Python 3.0 To Be Backwards Incompatible
Stony Stevenson writes "Organizations using Python will be affected in a major way by changes in store for the language over the course of the next twelve months, Linux.conf.au attendees were told this morning. The Python development community is working towards a new, backwards-incompatible version of the language, version 3.0, which is slated for release in early 2009. Anthony Baxter, the release manager for Python and a senior software engineer at Google Australia, said "We are going to break pretty much all the code. Pretty much every program will need changes." Baxter also added another tidbit for attendees, saying that Python accounts for around 15 percent of Google's code base."
They really went the Microsoft route on this one.
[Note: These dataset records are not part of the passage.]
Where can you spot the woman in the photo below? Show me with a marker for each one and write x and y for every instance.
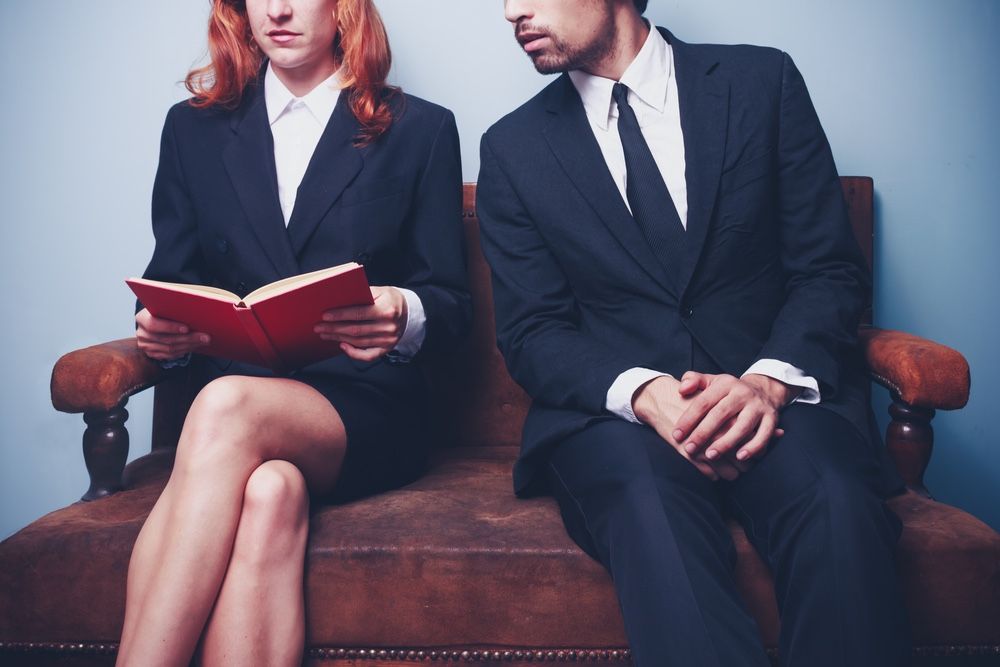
(292, 155)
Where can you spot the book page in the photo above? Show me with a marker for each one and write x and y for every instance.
(202, 290)
(289, 284)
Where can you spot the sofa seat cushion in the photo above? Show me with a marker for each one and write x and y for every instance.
(455, 559)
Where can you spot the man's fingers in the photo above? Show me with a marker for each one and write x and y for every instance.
(739, 431)
(691, 383)
(161, 326)
(758, 443)
(387, 342)
(710, 424)
(351, 313)
(357, 329)
(362, 354)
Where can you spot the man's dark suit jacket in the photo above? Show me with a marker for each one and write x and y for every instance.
(393, 206)
(770, 268)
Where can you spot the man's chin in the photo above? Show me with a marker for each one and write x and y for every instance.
(549, 65)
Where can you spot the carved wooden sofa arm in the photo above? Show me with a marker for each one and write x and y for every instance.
(922, 377)
(98, 381)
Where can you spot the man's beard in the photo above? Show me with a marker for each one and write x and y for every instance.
(561, 57)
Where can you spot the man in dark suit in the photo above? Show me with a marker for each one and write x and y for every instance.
(678, 289)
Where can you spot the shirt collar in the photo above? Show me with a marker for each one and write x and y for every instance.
(647, 77)
(320, 101)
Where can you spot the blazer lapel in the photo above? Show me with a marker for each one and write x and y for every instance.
(249, 160)
(572, 140)
(703, 96)
(334, 164)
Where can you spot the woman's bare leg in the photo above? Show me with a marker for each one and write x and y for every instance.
(259, 618)
(180, 559)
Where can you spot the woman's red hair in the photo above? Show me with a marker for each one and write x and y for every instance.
(361, 49)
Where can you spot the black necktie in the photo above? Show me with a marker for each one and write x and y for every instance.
(648, 197)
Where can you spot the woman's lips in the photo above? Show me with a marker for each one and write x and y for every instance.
(282, 36)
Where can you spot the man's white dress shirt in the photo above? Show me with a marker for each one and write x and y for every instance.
(297, 123)
(653, 95)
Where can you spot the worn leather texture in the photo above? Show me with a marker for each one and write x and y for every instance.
(921, 372)
(455, 558)
(102, 376)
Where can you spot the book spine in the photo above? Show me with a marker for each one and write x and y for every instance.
(259, 338)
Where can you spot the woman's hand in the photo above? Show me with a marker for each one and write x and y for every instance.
(366, 333)
(164, 340)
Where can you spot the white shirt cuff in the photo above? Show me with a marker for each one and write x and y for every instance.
(619, 399)
(790, 375)
(416, 321)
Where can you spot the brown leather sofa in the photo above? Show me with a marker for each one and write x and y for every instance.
(453, 568)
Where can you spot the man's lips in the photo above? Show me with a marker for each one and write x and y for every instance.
(532, 41)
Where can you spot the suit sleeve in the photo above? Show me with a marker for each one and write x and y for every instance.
(435, 267)
(827, 281)
(177, 256)
(536, 314)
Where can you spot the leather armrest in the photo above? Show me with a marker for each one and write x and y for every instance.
(101, 377)
(921, 372)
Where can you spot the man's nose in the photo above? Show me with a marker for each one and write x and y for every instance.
(515, 10)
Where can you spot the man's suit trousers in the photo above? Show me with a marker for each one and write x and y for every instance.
(810, 506)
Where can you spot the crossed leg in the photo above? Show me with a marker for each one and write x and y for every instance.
(228, 532)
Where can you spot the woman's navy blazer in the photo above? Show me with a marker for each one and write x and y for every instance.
(393, 206)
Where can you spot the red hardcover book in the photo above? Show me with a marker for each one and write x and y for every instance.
(270, 327)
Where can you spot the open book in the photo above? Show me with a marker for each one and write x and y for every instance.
(272, 326)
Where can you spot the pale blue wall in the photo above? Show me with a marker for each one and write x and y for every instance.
(908, 91)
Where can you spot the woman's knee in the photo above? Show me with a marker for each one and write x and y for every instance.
(276, 503)
(219, 422)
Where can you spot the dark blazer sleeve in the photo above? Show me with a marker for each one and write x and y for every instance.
(177, 256)
(537, 318)
(826, 277)
(435, 267)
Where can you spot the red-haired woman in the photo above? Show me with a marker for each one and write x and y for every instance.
(292, 155)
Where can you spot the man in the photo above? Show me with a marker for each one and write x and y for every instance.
(678, 289)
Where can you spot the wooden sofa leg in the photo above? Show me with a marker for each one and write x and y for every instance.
(910, 439)
(105, 450)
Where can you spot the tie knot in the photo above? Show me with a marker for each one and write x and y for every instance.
(619, 93)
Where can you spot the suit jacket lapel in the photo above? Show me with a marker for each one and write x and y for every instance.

It looks like there's an opportunity out there - depending on how much people value their time at, or how much companies are prepared to pay to assure their code base. You never know, there may even be some value in having your Python code V3 certified?
politicians are like babies' nappies: they should both be changed regularly and for the same reasons
Back in the day we had to count on MS to roll out new versions of languages that would require expensive re-writes of systems working perfectly well on the old platform.
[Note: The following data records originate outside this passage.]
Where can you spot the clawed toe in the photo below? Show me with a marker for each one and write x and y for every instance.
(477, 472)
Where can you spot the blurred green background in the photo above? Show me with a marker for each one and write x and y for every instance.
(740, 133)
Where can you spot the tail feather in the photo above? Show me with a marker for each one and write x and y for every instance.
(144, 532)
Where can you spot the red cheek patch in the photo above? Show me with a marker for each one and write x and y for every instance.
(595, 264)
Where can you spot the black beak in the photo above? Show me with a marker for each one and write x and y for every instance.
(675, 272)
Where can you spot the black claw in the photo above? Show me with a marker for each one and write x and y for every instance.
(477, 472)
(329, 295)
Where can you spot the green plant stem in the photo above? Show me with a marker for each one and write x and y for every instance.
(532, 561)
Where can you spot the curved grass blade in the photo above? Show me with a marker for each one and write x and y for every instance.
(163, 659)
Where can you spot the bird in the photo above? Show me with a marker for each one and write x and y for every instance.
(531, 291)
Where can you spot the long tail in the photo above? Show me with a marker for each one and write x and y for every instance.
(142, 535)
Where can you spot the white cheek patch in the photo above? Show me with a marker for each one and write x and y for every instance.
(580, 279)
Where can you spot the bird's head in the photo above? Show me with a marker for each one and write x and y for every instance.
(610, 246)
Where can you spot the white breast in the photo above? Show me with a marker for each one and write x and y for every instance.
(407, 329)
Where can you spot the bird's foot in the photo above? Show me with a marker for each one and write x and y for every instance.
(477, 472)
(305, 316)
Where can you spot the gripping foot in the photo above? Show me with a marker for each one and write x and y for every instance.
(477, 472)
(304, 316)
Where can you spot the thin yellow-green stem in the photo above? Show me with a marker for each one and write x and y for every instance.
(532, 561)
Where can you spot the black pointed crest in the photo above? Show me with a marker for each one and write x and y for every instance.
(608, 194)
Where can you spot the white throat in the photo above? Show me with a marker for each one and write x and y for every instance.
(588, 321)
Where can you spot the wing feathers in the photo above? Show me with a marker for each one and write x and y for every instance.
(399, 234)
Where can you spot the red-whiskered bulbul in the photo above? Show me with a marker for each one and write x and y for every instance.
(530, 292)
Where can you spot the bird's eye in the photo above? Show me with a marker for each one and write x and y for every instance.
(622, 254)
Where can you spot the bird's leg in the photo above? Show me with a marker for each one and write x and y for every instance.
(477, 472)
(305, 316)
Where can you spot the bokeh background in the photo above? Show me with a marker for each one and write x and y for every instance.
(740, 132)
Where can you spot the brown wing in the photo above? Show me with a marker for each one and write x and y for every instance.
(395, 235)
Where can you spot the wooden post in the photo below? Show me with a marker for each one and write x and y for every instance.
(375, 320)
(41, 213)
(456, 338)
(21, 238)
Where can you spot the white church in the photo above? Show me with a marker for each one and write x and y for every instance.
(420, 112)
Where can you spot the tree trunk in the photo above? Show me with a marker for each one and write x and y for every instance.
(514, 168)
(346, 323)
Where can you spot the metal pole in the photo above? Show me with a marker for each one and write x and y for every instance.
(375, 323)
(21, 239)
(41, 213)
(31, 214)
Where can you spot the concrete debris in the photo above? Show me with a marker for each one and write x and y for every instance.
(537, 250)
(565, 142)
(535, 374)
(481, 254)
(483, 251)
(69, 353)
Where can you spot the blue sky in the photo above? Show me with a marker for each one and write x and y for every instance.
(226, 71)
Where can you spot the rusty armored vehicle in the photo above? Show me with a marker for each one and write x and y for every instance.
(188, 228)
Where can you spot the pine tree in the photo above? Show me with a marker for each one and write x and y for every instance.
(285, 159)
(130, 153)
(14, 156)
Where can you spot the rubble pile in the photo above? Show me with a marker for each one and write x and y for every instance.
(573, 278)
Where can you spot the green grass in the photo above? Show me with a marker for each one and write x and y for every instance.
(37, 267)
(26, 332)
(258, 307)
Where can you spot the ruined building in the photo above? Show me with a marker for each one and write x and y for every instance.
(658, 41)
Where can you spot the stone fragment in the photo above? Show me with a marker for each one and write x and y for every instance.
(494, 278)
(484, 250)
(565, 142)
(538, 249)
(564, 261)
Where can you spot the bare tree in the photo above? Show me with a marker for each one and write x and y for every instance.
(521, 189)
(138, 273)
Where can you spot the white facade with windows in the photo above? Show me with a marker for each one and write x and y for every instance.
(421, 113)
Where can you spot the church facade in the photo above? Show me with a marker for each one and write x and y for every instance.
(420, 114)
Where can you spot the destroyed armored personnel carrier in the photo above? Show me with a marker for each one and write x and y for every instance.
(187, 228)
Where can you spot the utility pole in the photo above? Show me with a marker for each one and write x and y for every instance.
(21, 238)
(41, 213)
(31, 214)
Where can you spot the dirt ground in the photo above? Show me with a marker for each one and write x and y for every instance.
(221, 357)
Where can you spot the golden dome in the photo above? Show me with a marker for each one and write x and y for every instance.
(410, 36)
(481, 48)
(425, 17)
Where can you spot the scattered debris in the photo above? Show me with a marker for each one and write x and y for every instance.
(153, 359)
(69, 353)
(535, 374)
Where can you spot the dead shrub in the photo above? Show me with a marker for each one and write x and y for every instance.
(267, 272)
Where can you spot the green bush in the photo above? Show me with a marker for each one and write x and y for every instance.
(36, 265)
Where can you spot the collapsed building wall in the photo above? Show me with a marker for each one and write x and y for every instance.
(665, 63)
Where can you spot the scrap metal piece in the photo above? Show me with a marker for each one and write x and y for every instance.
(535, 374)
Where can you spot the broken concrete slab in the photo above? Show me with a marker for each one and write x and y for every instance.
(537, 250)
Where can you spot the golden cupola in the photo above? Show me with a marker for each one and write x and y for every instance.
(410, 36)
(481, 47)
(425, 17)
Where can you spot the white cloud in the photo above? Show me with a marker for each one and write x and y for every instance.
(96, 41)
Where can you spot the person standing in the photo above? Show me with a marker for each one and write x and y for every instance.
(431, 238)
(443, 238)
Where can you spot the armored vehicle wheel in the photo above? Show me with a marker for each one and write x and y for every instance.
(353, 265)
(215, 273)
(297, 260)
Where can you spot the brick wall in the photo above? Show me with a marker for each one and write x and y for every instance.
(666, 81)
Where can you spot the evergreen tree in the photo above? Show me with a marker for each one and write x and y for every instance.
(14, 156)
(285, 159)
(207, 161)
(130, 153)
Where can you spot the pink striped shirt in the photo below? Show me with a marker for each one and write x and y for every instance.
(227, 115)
Nice to see OSS getting into the act. Developers, developers, developers, developers...(insert monkey dance here).
That's our life, the big wheel of shit. - The Fat Man, Blue Tango Salvage
This is why I don't use languages that have a single vendor controlling the standard and tools. At least with C and C++ there are many many vendors and the standards are backwardly compatible (not counting the first C++ standard breaking all the de facto standard C++ source)
Languages like D, Haskell, Python, Perl, Lua, etc are all pretty interesting. but making them a core component of your business seems like a bad idea. The people who put them together are not getting paid by you and don't really care about your company's schedules. Generally you just have to force users of your scripts to install the right version of python/whatever until you can move all your software forward.
Hopefully you can move your source forward before RHEL and Ubuntu switch to the new tools exclusively (there will be a transition period, thankfully). But then you're still stuck having to support customers who run an older RHEL and won't upgrade.
With C I don't have to do any of this. I have other problems to worry about, but they are at least in my control.
“Common sense is not so common.” — Voltaire
I have used a lot of languages in my time time and when I was finally dragged, kicking, screaming, biting, and gnashing my teeth into perl, I thought perl was one of the worst languages ever provided to people who went to college and got some form of "MIS" degree. Then I took a job that had a bunch of stuff written in Python and I praised perl.
Let's face it, Python is another step in the complete destruction of useful languages. Rather than force people to actually understand how things work, we now create "languages" that do everything for us. Perl and Python are not really languages. They are gigantic synonyms that insulate the user from anything remotely like what the underlying operating system or hardware is doing and it is debilitating innovation.
There is nothing that I have ever written in Perl that I could not have accomplished in C using less memory and fewer CPU cycles. The same goes for Python.
If you are interested in remaining ignorant and writing crap code in a crap grammar, great. Otherwise, who cares? Isn't Python 3.0 yet another conduit through which we can obfuscate"programming" and allow a community college 'MIS' major to claim he has the education as an MIT Computer Science graduate?